As duas foram embora.

Eu permaneci ali.

— Leonor, você não vem?

Balancei a cabeça.

— Não posso. Tenho que terminar um relatório... ou melhor, tinha. Agora são trinta laudas.

Naomi arregalou os olhos.

— Mulher, pede para a inteligência artificial fazer!

Ri sem humor.

— Não. Se o relatório levar meu nome, quero que seja escrito por mim.

— Você perdeu a noção.

— Talvez.

Elas se despediram.

— Amanhã nos vemos!

— Até amanhã!

Pouco a pouco, a empresa foi ficando vazia.

As luzes do escritório se apagaram automaticamente.

Apenas a luminária da minha mesa continuava acesa.

Um arrepio percorreu minha espinha.

Nunca mais fico sozinha aqui até esse horário...

Olhei para o relógio.

18h15.

Continuei escrevendo.

Nove páginas.

Ainda faltava muito. Eu quase cochilei em frente o computador.

Foi então que ouvi passos.

Parei de digitar.

Silêncio.

Depois...

Um barulho vindo da copa.

Meu coração acelerou.

Será que ainda tem alguém aqui?

Levantei devagar.

Outro estrondo.

Vidros se quebrando.

Respirei fundo e caminhei lentamente até a copa.

Quando coloquei a cabeça na porta...

— Leonor?

Levei um susto.

— Darían?!

Ele segurava uma vassoura.

Ao lado dele, uma xícara quebrada espalhava cacos pelo chão.

— Vim fazer um chá... e deixei a xícara cair.

Coloquei a mão no peito.

— Você quase me matou do coração.

Ele sorriu de canto.

— Achei que você tivesse ido embora.

— Achei que só eu estivesse aqui.

Ele ficou me olhando por alguns segundos.

Depois respirou fundo.

— Sobre aquele relatório...

Cruzei os braços.

— O que tem?

— Esquece as trinta laudas.

Franzi a testa.

— Como é?

— Quero apenas uma síntese de trinta linhas. Até o fim do mês.

Fiquei imóvel.

— Você está brincando comigo?

— Não.

— Eu já escrevi nove páginas!

Ele coçou a nuca.

— Eu agi por impulso. Estava irritado. Então peço desculpas.

Olhei para ele sem acreditar.

— Você está bem da cabeça?

Ele deu uma risada baixa.

— Talvez nem tanto.

Balancei a cabeça.

— Você é impossível!

Começamos a juntar os cacos.

De repente...

Meu pé escorregou.

— Ah!

Antes que eu caísse, Darían segurou minha cintura.
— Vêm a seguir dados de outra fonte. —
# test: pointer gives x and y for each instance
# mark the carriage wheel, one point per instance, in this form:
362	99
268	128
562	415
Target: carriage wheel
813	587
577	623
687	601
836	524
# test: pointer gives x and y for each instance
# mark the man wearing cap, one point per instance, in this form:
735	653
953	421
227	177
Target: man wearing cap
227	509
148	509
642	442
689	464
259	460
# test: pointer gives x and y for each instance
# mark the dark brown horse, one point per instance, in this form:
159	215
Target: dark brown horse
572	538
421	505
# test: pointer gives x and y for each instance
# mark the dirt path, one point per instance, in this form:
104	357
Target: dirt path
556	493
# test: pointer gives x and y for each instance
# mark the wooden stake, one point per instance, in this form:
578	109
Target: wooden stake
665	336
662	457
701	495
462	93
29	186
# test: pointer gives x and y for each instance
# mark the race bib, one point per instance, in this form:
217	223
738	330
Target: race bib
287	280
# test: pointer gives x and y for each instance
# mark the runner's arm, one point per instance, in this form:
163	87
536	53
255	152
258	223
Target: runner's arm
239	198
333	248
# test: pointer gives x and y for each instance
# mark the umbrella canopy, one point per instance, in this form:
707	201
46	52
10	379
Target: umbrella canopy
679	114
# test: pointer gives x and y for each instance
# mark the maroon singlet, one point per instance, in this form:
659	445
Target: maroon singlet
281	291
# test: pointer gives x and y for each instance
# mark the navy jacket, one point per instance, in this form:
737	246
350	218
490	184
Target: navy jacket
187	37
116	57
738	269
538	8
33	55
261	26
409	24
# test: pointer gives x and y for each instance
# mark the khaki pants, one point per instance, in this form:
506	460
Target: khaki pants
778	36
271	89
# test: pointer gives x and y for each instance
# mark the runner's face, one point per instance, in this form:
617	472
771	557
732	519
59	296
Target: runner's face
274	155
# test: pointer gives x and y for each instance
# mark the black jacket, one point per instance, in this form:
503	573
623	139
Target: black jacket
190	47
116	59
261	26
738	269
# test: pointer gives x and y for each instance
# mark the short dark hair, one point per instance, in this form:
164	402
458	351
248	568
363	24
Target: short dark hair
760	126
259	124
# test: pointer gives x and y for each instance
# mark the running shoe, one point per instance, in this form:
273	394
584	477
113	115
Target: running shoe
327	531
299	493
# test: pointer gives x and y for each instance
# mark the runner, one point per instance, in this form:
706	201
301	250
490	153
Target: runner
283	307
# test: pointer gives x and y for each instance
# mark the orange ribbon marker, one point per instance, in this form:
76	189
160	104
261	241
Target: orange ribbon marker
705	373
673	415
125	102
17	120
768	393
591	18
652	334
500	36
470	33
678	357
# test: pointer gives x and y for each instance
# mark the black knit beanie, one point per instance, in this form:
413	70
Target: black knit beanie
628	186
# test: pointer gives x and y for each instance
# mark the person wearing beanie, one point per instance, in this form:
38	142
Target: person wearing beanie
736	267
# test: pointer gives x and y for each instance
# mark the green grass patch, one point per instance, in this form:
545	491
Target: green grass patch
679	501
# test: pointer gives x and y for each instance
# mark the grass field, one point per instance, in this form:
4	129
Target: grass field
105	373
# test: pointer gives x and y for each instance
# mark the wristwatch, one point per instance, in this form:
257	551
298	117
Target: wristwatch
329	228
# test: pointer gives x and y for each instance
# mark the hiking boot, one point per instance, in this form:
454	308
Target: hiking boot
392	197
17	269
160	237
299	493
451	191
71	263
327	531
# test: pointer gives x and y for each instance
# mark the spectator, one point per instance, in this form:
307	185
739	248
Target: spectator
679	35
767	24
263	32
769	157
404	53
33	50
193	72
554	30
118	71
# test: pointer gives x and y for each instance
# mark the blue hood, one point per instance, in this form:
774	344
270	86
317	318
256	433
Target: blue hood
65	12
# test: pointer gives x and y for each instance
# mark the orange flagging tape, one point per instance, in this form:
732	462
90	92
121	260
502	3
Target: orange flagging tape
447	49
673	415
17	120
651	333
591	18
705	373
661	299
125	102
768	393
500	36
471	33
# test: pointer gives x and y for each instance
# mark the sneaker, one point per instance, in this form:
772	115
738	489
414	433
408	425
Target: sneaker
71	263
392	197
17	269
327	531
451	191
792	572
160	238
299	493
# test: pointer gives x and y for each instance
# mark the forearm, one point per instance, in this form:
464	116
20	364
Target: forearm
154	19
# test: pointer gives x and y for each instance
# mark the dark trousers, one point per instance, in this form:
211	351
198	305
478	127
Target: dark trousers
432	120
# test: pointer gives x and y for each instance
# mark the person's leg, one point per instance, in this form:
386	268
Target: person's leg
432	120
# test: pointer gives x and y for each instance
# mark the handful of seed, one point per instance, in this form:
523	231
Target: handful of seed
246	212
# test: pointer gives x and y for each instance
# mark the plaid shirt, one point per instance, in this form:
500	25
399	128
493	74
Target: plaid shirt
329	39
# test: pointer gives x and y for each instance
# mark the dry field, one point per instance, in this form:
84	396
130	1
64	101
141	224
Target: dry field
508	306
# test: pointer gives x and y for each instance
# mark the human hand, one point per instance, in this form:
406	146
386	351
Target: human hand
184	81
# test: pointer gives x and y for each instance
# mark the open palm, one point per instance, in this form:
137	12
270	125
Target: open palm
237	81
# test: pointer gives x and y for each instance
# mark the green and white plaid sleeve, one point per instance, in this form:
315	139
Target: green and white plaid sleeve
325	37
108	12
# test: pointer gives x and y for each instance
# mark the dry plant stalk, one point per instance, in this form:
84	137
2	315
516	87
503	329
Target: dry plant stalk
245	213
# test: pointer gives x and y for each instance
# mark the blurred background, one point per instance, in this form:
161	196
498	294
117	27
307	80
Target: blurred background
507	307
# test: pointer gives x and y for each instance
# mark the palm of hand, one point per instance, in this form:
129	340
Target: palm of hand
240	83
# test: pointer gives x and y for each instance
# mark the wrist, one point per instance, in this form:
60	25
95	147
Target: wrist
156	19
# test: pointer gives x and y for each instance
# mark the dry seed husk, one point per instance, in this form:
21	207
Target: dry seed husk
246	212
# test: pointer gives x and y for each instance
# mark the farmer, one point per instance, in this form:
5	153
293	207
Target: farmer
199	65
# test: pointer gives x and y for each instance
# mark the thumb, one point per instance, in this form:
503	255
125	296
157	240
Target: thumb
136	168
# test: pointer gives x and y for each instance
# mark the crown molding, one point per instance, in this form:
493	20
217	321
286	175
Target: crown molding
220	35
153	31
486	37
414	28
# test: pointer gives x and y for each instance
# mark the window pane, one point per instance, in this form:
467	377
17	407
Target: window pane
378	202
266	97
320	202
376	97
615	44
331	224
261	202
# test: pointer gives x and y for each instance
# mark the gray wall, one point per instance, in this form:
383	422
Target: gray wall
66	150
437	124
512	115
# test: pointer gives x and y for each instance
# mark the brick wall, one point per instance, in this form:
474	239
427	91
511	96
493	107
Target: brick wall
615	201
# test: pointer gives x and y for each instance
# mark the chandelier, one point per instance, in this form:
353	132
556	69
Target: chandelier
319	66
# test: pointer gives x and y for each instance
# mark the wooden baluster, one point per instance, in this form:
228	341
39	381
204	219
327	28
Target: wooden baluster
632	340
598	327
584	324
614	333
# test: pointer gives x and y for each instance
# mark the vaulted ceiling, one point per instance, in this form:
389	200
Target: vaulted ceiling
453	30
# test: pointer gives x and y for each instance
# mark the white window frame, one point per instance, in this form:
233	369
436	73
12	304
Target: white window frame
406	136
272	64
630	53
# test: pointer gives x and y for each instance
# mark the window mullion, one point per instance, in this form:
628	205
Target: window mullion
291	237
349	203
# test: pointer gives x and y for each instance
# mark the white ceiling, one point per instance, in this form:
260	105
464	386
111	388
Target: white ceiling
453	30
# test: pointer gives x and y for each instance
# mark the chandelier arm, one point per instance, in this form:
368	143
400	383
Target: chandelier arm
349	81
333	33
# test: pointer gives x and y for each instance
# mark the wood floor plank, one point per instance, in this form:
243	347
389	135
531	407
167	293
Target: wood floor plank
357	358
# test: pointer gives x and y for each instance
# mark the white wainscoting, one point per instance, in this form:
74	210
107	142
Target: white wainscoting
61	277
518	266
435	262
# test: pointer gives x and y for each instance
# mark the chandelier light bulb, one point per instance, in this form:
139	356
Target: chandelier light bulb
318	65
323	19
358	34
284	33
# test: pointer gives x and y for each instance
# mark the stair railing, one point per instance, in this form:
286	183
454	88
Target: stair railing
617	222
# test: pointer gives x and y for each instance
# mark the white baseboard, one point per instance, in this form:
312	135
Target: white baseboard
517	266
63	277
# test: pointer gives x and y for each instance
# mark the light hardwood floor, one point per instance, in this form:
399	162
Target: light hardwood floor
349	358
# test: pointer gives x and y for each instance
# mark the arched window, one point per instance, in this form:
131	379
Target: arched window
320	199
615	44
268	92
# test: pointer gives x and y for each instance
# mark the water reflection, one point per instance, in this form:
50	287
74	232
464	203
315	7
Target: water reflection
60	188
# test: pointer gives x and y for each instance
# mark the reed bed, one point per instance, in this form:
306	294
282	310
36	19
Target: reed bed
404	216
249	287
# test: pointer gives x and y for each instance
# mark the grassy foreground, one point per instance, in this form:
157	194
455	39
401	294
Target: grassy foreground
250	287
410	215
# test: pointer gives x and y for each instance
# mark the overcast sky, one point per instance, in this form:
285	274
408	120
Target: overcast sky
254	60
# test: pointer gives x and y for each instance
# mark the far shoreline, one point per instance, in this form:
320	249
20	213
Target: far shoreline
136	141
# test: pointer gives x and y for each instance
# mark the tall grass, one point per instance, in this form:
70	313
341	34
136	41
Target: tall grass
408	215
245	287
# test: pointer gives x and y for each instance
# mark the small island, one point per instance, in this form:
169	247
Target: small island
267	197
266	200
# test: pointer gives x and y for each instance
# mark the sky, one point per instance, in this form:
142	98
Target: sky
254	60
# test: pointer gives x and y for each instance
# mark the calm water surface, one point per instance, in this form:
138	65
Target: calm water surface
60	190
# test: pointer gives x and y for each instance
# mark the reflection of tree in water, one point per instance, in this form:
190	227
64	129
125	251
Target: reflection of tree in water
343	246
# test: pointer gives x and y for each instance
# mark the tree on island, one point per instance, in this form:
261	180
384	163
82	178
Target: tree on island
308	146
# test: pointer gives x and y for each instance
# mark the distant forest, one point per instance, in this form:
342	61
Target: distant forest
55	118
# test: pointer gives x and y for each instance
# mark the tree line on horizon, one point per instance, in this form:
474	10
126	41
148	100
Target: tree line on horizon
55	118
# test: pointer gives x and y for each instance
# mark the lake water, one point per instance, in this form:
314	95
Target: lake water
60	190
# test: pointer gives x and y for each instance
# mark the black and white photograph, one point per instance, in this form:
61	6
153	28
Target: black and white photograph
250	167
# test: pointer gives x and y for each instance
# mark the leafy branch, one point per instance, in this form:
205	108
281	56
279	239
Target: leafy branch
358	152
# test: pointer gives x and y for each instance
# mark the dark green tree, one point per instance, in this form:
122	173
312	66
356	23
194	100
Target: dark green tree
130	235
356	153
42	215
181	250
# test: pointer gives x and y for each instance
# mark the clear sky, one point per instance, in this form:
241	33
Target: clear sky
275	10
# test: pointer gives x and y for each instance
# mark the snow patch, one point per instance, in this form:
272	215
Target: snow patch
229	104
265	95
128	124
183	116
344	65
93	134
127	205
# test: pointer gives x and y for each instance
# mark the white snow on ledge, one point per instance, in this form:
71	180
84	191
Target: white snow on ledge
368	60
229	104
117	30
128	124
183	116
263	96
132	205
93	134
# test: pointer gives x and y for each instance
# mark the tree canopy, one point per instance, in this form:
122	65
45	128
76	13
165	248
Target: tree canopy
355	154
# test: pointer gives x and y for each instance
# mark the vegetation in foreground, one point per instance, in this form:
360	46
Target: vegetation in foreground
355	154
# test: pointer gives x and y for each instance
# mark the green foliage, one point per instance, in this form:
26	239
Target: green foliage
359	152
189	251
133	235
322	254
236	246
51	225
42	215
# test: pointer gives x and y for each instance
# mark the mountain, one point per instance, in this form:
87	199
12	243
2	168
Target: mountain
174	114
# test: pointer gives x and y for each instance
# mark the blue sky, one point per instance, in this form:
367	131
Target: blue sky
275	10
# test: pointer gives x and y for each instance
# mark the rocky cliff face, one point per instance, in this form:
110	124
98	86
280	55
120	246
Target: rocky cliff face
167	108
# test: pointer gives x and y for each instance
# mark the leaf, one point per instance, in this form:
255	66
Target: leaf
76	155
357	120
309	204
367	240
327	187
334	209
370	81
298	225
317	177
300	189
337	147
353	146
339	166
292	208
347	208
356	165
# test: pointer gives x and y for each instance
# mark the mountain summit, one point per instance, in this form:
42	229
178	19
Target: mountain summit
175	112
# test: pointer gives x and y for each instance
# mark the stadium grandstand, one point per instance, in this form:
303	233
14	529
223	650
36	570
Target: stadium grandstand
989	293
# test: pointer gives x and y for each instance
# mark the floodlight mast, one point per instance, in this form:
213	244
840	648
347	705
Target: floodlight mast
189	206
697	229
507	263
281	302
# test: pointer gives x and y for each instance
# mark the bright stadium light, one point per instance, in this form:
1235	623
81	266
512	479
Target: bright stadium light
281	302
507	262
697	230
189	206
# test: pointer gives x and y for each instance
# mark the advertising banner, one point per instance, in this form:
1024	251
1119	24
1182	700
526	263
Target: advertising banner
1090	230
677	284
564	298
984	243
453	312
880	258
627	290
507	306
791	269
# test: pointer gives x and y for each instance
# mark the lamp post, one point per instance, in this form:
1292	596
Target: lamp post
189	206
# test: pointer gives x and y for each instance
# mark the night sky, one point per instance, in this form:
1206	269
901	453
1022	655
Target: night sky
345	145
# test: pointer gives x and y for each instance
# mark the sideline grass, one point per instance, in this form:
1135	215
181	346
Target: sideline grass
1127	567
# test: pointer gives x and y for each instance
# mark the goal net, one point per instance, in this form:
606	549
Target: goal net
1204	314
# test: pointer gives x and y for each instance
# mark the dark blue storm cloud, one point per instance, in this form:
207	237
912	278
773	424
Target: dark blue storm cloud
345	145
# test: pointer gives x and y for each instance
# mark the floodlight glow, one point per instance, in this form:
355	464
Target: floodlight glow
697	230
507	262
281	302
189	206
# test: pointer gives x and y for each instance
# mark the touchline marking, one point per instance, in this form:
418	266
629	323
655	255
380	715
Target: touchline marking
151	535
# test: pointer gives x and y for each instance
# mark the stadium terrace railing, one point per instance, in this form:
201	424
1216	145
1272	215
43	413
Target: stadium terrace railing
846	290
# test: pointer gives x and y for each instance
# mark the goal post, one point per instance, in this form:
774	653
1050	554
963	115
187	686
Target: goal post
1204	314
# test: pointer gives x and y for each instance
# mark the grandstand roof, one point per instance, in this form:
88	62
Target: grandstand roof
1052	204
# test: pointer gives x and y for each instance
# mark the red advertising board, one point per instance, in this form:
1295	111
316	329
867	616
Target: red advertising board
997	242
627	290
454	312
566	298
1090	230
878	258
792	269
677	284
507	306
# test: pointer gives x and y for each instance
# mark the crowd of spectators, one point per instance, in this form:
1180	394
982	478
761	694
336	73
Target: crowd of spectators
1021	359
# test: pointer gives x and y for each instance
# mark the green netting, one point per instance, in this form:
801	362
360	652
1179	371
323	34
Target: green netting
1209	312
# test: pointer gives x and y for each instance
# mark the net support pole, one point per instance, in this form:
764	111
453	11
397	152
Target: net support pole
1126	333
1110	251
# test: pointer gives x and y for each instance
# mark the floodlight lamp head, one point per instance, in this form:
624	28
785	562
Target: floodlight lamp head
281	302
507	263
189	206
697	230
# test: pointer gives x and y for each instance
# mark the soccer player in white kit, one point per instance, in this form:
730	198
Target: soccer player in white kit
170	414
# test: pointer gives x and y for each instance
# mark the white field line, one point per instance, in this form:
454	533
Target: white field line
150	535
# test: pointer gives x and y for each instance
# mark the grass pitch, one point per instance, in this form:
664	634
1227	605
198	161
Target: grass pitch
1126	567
Minha mão foi parar em seu peito.

O coração dele batia tão rápido quanto o meu.

Por um instante...

Nenhum de nós disse uma palavra.

Levantei o olhar.

Os olhos castanhos dele encontraram os meus.

Senti meu rosto esquentar.

Afastei-me rapidamente.

— É... melhor irmos embora.

Minha voz saiu trêmula.

O que está acontecendo comigo?

Como aquele garoto magrelo, que vivia correndo comigo quando éramos crianças, consegue mexer tanto comigo agora?

Sacudi a cabeça.

Estou vendo coisas.

Preciso descansar.

Darían pegou minha mão.

— Vamos.

Olhei o relógio.

— Já são sete horas?

— O tempo passou voando.

— Falaram de um jantar para ti?

— Jantar?? Ah, sim. Havia até me esquecido. Mas agora lembrei de um jantar especial.

Fiquei pensativa. Então lembrei. Minha tia tinha falado de um jantar importante em família e minha mãe tinha comentado que deveria ser algo especial.

—Talvez, não seja tão especial assim. Disse Darían com uma voz tão melancólica.

Fiquei curiosa, o que ele sabe sobre esse jantar que eu não sei?